There is precisely zero evidence that Locke learned covenantal theory from the French Calvinists. The American Founding had many different currents that flowed into its stream and the "Calvinist resisters" (as I like to call them) were certainly one of them. Locke was a much stronger current and he has nothing to do with them. There is a provable connection between Locke and Hobbes (and the Anglican divine Richard Hooker).
Locke's teachings complete with the "state of nature/social contract and rights" (what he got from Hobbes) did find their way into the founding era "political sermons." But whether such teachings are in according with traditional Christianity is entirely debatable.
More from Hawley:
I have attempted only the barest sketch of the Bible’s influence on America’s most enduring ideals. Others have traced the argument in greater detail. Larry Siedentop’s Inventing the Individual: The Origins of Western Liberalism demonstrates the Christian taproot of Western rights. In The Hebrew Republic: Jewish Sources and the Transformation of European Political Thought, Eric Nelson identifies the biblical ground of our political institutions. There is real value in getting this history right, because it tells us what sort of society America has truly been. ...
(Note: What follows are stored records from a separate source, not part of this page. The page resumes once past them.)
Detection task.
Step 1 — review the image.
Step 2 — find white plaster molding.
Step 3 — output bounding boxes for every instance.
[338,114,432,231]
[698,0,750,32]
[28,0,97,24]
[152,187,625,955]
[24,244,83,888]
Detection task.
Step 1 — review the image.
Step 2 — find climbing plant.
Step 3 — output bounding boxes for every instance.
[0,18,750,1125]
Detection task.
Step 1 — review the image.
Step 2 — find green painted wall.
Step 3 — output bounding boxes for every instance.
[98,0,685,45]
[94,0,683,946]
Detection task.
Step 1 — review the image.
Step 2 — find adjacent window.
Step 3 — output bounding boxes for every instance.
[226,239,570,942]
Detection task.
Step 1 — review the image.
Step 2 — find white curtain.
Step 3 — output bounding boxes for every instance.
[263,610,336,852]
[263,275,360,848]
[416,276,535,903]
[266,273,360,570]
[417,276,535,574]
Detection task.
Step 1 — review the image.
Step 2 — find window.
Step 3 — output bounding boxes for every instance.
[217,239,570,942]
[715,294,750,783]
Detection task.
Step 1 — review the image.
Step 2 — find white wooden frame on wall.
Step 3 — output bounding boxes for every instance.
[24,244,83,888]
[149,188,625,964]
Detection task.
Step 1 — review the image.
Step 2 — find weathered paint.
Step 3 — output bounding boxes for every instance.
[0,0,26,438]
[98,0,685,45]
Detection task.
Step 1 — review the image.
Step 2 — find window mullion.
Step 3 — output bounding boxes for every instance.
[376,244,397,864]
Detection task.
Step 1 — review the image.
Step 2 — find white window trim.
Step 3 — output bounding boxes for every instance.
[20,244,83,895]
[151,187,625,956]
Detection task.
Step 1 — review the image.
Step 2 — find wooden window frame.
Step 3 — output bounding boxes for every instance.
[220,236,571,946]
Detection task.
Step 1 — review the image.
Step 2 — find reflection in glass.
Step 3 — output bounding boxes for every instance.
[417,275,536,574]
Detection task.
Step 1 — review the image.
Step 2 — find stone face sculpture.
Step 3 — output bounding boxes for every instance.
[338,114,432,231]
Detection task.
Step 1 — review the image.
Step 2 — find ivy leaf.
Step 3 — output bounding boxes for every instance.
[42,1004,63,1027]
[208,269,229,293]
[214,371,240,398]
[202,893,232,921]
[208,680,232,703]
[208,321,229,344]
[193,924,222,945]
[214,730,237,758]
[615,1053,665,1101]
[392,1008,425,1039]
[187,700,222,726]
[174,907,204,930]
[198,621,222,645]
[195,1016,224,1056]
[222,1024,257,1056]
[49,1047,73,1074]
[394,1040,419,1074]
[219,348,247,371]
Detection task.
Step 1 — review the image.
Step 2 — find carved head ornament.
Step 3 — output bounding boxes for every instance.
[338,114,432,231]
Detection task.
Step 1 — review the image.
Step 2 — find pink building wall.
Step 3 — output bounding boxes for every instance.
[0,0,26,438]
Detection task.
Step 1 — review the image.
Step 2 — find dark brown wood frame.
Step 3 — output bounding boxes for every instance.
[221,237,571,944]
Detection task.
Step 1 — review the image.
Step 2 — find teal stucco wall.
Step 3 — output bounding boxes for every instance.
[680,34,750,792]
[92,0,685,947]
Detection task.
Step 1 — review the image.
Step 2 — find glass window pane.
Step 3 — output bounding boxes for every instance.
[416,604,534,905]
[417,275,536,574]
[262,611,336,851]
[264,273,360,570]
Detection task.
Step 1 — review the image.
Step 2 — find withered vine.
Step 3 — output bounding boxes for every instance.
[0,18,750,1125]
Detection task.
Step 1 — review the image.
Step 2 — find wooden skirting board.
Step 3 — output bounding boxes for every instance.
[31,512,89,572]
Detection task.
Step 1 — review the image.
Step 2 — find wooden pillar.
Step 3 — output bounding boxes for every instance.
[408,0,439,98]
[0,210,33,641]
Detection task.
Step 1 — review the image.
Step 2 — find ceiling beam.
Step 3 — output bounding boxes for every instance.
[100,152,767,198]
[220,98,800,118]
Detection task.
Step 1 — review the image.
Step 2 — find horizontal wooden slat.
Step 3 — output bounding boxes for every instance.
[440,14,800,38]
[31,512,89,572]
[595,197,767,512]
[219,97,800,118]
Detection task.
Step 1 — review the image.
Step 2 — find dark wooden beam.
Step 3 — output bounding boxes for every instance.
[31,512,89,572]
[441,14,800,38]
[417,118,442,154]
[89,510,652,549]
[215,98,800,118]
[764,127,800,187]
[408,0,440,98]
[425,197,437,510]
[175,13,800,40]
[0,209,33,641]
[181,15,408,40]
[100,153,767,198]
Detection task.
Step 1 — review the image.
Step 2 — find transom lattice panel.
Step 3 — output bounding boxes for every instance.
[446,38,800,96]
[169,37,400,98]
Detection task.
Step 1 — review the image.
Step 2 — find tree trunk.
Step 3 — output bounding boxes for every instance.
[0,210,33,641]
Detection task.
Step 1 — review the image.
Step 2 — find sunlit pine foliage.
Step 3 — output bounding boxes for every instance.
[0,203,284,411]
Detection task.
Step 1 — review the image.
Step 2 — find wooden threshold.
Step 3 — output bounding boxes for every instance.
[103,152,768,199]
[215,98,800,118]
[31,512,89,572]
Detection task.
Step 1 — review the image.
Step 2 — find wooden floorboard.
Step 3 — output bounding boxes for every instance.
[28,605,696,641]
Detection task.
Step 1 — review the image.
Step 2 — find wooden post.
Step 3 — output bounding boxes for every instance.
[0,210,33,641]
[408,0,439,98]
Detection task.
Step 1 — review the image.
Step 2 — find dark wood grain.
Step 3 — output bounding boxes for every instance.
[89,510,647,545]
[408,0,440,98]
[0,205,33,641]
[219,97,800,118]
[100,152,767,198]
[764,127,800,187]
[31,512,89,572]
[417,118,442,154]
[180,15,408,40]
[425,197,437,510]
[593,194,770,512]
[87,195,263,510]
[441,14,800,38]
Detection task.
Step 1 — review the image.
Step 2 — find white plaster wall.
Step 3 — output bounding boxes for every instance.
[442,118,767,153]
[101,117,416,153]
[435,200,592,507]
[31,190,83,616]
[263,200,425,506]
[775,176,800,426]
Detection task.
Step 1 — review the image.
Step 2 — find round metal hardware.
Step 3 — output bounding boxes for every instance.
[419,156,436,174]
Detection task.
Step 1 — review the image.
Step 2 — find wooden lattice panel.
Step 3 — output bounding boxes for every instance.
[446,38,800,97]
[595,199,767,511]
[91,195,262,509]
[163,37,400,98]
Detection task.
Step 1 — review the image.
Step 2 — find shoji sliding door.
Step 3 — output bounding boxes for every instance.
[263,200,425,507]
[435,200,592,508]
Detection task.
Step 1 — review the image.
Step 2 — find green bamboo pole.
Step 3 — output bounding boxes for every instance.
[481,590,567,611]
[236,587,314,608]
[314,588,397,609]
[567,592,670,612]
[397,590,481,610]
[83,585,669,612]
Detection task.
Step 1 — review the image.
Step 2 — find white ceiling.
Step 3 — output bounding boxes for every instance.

I'm not familiar with Siedentop's work (though I hope one day to be), but am intimately familiar with Nelson's. Yes it's a work that all interested in this topic should check out. I'm not sure whether Hawley fully understands or accurately represents it in his brief mention. Nelson's thesis does not focus on America but rather prior European (it's in the title of the book!) writers (many of whom indeed did influence America's founders). And he connects their thought to all of the nations (mainly Western) that comprise "modernity."
Nelson's work focuses on one group of thinkers -- the "republicans" -- in contrast to the "liberals." Madison's excerpt from Federalist 10 that I featured in Part I well represents the "liberal" perspective. And Madison's liberal view is in tension with the "Hebraic republican" view.
The bottom line is this: Madison didn't believe in limits on the accumulation of and the consequent redistribution of wealth. But the Hebraic republicans did. Indeed someone from the "Christian Left" who believe in such would find much ammo for their perspective in Nelson's book.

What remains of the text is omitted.